- Developer: Tactical Adventures
- Publisher: Kepler Interactive
- Engine: Unreal Engine 5
- Platform: Windows;
- Release: March 12, 2026 (early access)
- Genre: Tactical role-playing
- Modes: Single-player, multiplayer

= Solasta II =

Solasta II is an upcoming tactical role-playing video game developed by Tactical Adventures and published by Kepler Interactive. It is the sequel to Solasta: Crown of the Magister (2021). An early access version of the game was released for Windows in March 2026.

==Gameplay==
Solasta II is a tactical role-playing video game. Players control a party of characters as they explore the continent of Neokos, and combat in the game is turn-based.
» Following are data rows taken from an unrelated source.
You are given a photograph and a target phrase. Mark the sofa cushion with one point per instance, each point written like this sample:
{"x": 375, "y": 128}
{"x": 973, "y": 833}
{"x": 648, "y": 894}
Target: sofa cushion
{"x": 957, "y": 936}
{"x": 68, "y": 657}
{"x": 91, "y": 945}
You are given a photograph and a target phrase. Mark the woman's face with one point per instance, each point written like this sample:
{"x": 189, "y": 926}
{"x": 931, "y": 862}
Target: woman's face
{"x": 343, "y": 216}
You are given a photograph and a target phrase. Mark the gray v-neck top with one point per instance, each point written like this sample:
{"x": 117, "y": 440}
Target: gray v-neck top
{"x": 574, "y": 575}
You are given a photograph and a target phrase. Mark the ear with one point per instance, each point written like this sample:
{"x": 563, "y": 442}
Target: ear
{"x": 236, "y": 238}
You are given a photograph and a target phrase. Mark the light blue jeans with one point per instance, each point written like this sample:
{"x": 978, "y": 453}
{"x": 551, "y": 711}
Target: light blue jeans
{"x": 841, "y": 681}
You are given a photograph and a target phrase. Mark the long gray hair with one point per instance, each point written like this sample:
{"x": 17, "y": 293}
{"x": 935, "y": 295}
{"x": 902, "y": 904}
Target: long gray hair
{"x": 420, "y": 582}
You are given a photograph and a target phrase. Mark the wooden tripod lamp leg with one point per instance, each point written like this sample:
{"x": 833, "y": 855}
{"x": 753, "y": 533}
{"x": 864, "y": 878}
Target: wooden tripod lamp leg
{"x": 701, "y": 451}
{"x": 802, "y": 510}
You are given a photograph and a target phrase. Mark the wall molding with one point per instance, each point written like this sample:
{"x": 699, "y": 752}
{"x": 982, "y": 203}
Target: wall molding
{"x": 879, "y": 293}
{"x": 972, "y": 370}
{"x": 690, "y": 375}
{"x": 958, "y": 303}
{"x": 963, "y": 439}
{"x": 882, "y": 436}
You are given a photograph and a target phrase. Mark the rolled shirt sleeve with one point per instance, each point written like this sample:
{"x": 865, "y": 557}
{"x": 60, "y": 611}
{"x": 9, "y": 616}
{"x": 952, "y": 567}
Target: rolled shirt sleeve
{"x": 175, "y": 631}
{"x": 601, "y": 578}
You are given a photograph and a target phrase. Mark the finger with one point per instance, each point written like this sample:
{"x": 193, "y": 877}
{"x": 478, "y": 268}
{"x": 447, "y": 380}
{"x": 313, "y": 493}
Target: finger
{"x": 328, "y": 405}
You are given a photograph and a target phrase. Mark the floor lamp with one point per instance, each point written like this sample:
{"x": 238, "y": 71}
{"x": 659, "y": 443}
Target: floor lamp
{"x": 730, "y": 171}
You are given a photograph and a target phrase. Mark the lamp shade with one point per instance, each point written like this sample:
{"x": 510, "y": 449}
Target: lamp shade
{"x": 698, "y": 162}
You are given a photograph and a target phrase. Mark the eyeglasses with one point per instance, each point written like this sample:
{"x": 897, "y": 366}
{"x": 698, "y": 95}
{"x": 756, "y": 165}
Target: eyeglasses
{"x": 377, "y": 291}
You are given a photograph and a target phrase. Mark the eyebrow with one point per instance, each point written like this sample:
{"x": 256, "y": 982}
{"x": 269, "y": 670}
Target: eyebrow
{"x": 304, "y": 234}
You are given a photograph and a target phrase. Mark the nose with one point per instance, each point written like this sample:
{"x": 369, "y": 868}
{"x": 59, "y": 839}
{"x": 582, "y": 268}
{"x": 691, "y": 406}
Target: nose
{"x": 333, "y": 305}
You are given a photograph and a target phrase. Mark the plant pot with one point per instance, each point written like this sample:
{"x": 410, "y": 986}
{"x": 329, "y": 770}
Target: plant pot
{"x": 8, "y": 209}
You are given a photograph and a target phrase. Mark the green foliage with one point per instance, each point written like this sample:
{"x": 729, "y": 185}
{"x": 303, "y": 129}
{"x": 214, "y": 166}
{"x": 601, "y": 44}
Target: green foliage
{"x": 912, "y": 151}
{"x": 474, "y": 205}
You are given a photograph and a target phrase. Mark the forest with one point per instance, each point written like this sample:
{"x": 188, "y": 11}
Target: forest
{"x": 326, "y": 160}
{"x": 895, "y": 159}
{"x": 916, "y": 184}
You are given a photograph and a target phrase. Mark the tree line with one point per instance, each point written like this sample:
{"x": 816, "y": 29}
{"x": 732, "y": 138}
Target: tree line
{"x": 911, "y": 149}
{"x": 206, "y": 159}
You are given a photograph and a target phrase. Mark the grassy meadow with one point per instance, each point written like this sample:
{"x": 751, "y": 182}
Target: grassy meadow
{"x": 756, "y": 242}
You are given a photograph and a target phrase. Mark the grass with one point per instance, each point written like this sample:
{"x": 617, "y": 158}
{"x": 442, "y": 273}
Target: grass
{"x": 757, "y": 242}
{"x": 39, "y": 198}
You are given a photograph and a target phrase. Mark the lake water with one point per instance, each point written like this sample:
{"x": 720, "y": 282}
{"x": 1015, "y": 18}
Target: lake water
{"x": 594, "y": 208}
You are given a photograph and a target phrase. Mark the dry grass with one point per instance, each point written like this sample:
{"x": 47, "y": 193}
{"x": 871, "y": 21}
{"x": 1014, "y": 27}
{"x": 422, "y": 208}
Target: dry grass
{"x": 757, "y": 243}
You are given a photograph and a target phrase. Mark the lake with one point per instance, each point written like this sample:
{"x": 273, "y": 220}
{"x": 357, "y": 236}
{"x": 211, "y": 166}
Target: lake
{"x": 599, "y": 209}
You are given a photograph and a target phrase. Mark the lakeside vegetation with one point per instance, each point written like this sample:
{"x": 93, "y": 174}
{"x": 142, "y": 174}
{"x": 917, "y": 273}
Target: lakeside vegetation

The story follows four Colwall siblings, who set out to defeat a mysterious entity named Shadwyn following the death of their mother. While it is not set in the Dungeons and Dragons franchise, it used the rule systems of its fifth edition. The game has six main classes, with each further branching into two to three additional subclasses. The game also supports four-player cooperative multiplayer.

==Development==
Solasta II is currently being developed by Tactical Adventures, which had around 50 employees. Unlike the first game, which was made with Unity, Solasta II was created with Unreal Engine. The team decided to set the game in a new continent in order to keep the experience fresh for returning players and invoke a sense of discovery, and the team introduced a number of new races, factions and locations for the sequel. Studio head Mathieu Girard added that Solasta II told a "story of a family", and that the team recruited several high-profile voice actors such as Ben Starr, Devora Wilde, Amelia Tyler, and Ellen Thomas to voice the game's characters.

In 2025, Tactical Adventures announced that it had become the ninth independent studio to join the collective of studios that co-own Kepler Interactive. Solasta II was announced in December 2024 during The Game Awards. A gameplay demo was released during Steam Next Fest in February 2025. It was released for Windows via early access on March 12, 2026.